Brands such as Nhu Duong, Cheap Monday, The Local Firm and Whyred made the Swedish fashion outing a success
As one of the last smaller, international Fashion Weeks before the official Spring Summer 2013 Ready to Wear season kicks off in New York, Mercedes Benz Stockholm Fashion Week took it upon itself to show the finest in Scandinavian fashion. Copenhagen might be bigger but with a focus, at least among the better shows, on street menswear (Wood Wood, Soulland, Henrik Vibskov, Peter Jensen), Sweden’s capital stepped up to own womenswear.
This was accomplished with the help of Nhu Duong, one of the first to show at the three-day event. As always, Duong brought her semi futuristic techno attitude along for the ride, along with martial art-inspired details, all in all creating an exciting mixture of trouser shapes and loosely fitted tops. The focus on bottoms meant we saw three types of trousers (XXL wide, slim & flared and high waisted) plus a new style, looking almost like reversed shorts, i.e. the models only wore the bottom half of the trouser. Excellent use of net materials in bomber jackets and dresses made garments that are normally quite rough look vulnerable and sensitive. Oversized denim jackets and T-shirts contrasted against the slim trousers and dresses in what has become a Nhu Duong trademark.

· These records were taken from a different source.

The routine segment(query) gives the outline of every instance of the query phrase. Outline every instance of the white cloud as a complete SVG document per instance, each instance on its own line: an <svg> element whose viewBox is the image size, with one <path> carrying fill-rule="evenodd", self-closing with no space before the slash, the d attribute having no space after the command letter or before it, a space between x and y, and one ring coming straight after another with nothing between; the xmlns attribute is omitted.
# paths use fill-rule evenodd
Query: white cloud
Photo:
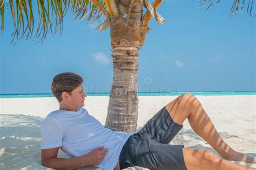
<svg viewBox="0 0 256 170"><path fill-rule="evenodd" d="M178 66L178 67L183 67L184 63L181 62L179 60L175 61L175 65Z"/></svg>
<svg viewBox="0 0 256 170"><path fill-rule="evenodd" d="M92 55L95 60L100 64L108 65L110 63L110 60L104 53L98 52L96 54L92 53Z"/></svg>

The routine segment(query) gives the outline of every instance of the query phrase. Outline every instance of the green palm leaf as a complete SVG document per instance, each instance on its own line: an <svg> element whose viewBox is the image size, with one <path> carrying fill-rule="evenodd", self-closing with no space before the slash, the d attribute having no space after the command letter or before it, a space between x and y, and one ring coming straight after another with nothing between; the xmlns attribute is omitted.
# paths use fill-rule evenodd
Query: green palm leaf
<svg viewBox="0 0 256 170"><path fill-rule="evenodd" d="M118 1L118 0L117 0ZM220 2L220 0L199 0L198 6L206 5L206 10L213 8ZM100 4L105 6L104 0L98 0ZM240 9L242 11L245 4L248 2L247 12L252 16L252 10L254 0L234 0L230 10L231 16ZM37 6L38 23L37 28L34 29L35 5ZM0 0L0 11L1 15L1 31L3 32L4 27L5 6L10 6L10 10L12 17L14 32L12 34L11 44L19 39L26 37L31 38L36 30L35 39L37 41L43 42L49 32L52 34L58 31L60 33L63 30L63 17L70 10L75 15L75 18L84 19L87 16L87 21L93 23L99 20L102 13L100 10L90 0ZM255 15L254 16L255 17Z"/></svg>
<svg viewBox="0 0 256 170"><path fill-rule="evenodd" d="M104 1L99 2L104 5ZM80 19L83 19L88 15L87 21L89 22L99 20L102 15L89 0L0 0L0 5L2 32L4 27L4 7L10 6L15 30L11 44L23 37L31 38L34 30L36 30L35 39L37 42L42 42L49 32L54 34L59 31L61 33L63 17L70 8L75 18L80 17ZM37 10L35 11L36 5ZM36 12L38 25L35 30Z"/></svg>

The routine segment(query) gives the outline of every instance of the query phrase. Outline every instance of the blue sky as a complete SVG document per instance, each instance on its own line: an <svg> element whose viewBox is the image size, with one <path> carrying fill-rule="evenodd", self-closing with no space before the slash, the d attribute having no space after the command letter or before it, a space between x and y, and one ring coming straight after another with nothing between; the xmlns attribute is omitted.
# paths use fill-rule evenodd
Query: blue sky
<svg viewBox="0 0 256 170"><path fill-rule="evenodd" d="M196 2L169 0L159 7L167 22L150 22L139 51L139 91L255 91L255 19L244 10L230 20L231 0L206 11L192 8ZM87 92L110 90L110 33L94 30L100 23L74 20L69 13L62 34L13 46L11 17L8 12L0 38L1 94L50 93L52 77L64 72L82 75Z"/></svg>

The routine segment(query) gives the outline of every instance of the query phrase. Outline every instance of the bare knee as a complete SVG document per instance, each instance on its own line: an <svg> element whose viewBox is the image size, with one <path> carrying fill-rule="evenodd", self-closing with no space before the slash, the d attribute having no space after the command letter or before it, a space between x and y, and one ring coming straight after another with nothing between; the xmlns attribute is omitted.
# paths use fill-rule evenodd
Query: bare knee
<svg viewBox="0 0 256 170"><path fill-rule="evenodd" d="M184 160L188 169L217 168L222 161L221 159L208 151L185 148L184 151Z"/></svg>
<svg viewBox="0 0 256 170"><path fill-rule="evenodd" d="M206 162L211 164L213 166L217 166L219 164L220 161L221 161L220 158L219 158L217 155L213 153L208 151L204 151L203 152L203 159L205 160Z"/></svg>
<svg viewBox="0 0 256 170"><path fill-rule="evenodd" d="M198 108L201 103L195 96L191 93L185 93L180 96L183 102L185 102L186 105L189 105L190 108Z"/></svg>

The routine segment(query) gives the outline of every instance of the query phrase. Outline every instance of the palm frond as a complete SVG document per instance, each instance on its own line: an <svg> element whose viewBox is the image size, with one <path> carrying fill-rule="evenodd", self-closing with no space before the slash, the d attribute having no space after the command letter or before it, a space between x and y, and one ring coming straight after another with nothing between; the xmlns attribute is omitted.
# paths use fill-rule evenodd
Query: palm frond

Roland Hjort’s Whyred is a Swedish fashion staple. His work has always been heavily influenced by sub cultures, often British, and the S/S13 season was no exception but this time Hjort's attention was turned to New York City. Adding a bit of colour (orange, electric blue) to proceedings, we saw paisley patterns, shimmering suits and monochrome graphic prints on slim, 80s new wave-inspired suits and pleated trousers. Golden pointy shoes added glamour and rock edge.
The Local Firm (Richard Hutchinson and Axel Nyhage) is a bit of a super team, especially combined with the stylist POV from long time collaborator Robert Rydberg. This approach is always visible in a TLF show due to the aesthetic coherence. The often dark and moody colour scheme was merged up with lighter, more natural shades. Headscarves added to a stylistic consistency, one that – according to the duo – was inspired by “urban rave kids from the 90s”. A unisex sartorial base of jeans and bombers was mixed up through layering geometric shapes with body-tight lycra pieces.
In terms of shapes, cuts and draping, the prize went to Diana Orving who showcased a collection of dresses, jackets and coats in silk and organza. Calling it ‘Flowing Origami’, Orving set the tone straight away and delivered all the way throughout with simple and clean cuts in luxe fabrics. A few abstract prints and subtle paint splatter gave the collection a visual identity, but Orving’s Spring Summer vision was all about how the fabrics and the body worked together in harmonic movement.
As one of three headline shows, together with J.Lindeberg and Tiger of Sweden, Ann-Sofie Back’s Cheap Monday is free to just about anything. It’s of course a high street brand, albeit one with an attitude, and Back – a veteran of high-end catwalk extravaganzas – has taken Cheap Monday to new heights since 2009, often with a bit of humour. For S/S13, we were driven to a skate park outside central Stockholm. Shirts and Tees with slogans, the overall silhouette (loose and over sized) plus camouflage caps all testified to a 90s grunge attitude. But for Back it was also about all the ‘in between’ phenomena in life: people, feelings, looks and thoughts that can’t be placed or categorised. As always there was a strong denim focus, but more than anything Cheap Monday impressed with conceptual coherency and strong looks.
One of the last designers to show, Hernandéz Cornet, will have to represent the next generation of Swedish fashion. In an intimate setting in one of the upper floors of Berns Salonger, the designer showed a collection inspired by a MTV generation experimenting with “workwear, baggy jeans and denim bras.” Off white denim – utility waistcoats and flared trousers with slits – made for a strong start. Throughout the collection, two visual themes were evident; the Hernandéz Cornet logo featured heavily but - perhaps even more eye catching - several jackets were embellished with metal bits, creating a welcome contrast to the swanky setting and sophisticated collection.